• Emilio Sakraya © Marius Knieling
    the Limits


Luna Wedler © Samy van Bruklen

Actually, the fact that Luna Wedler has become one of the most sought-after actresses in the German-speaking world within just seven years is only due to coincidence. “To this day, I don‘t really know why I went to my first audition when I was 14 years old,” says the Zurich-based actress laughing during our video call. “Something obviously drew me there. It’s as if there was a dormant passion that I was then able to discover – just as it had discovered me.”

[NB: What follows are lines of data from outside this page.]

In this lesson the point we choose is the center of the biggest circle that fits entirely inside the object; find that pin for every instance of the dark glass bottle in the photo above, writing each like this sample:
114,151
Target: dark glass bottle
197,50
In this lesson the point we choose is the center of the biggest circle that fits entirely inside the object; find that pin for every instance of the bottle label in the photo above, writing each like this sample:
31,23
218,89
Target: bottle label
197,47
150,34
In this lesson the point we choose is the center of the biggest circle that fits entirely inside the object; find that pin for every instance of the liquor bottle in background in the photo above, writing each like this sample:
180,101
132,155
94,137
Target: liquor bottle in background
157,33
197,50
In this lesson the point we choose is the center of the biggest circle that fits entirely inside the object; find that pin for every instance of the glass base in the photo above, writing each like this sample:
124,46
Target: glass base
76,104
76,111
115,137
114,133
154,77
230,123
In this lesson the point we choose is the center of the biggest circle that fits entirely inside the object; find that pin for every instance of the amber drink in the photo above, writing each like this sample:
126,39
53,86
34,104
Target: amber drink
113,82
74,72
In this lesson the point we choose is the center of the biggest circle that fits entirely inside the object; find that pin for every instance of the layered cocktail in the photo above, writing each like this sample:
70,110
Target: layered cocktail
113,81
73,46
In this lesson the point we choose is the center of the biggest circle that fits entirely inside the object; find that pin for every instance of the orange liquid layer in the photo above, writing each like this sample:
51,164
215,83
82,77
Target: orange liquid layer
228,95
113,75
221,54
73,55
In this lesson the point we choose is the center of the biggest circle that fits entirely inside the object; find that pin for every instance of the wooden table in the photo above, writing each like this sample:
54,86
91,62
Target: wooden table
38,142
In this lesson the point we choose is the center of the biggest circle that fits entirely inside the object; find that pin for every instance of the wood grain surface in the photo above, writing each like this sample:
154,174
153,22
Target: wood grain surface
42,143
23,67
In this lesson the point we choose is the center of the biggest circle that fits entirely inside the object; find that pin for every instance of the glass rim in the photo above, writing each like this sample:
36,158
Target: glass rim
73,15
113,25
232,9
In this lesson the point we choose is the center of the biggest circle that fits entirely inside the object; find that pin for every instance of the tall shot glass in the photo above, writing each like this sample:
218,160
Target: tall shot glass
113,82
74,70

The prompt outcome of this first audition was a role in the film AMATEUR TEENS by Niklaus Hilber. And with it, the beginning of an odd addiction, as Wedler herself puts it: “At that time, the rehearsals and coaching went on for a week, and the acting teacher did exercises with us that completely wore me out at first. I didn‘t know what was happening to me at all; it was like a wave passing through me. The adrenaline when you immerse yourself an­other person‘s emotional world, that‘s what excites me about the acting profession even to this day.” The young actress quickly turned into a border crosser. Not long after her debut, she took on the lead role in Lisa Bühlmann‘s very special coming-of-age film BLUE MY MIND – parallel to studying at the European Film Actor School in her home city –, was awarded the Swiss Film Prize, and from then on, she was filming less in her home country than in neighbouring Germany. It was the next logical step, Wedler believes, not only because the domestic market is simply much smaller but also because she herself is half German.

Aron Lehmann gave her the title role in his acclaimed comedy THE MOST BEAUTIFUL GIRL IN THE WORLD, for which she won the New Faces Award and the Günther Rohrbach Film Prize, among others. More major appearances followed in the bestseller film adaptations CLOSE TO THE HORIZON and AUERHAUS, the lead role in the Netflix series BIOHACKERS, which has enjoyed two seasons so far, and finally a nomination for the German Film Award for the globally acclaimed drama JE SUIS KARL by Christian Schwochow.

Wedler is well aware that so much success in such a short time could lead to getting carried away: “It happens very quickly, and I see it happen to colleagues all the time. Suddenly being successful and famous is not something you choose, even if it is a form of recognition and confirmation. But for me, it‘s all about my passion for the job and interest in the characters, not about the trappings.” Friends and family who have nothing to do with the industry are a great help, she adds. “And still living in Zurich. That‘s my hideaway that I can always come back to, where I‘m just Luna.”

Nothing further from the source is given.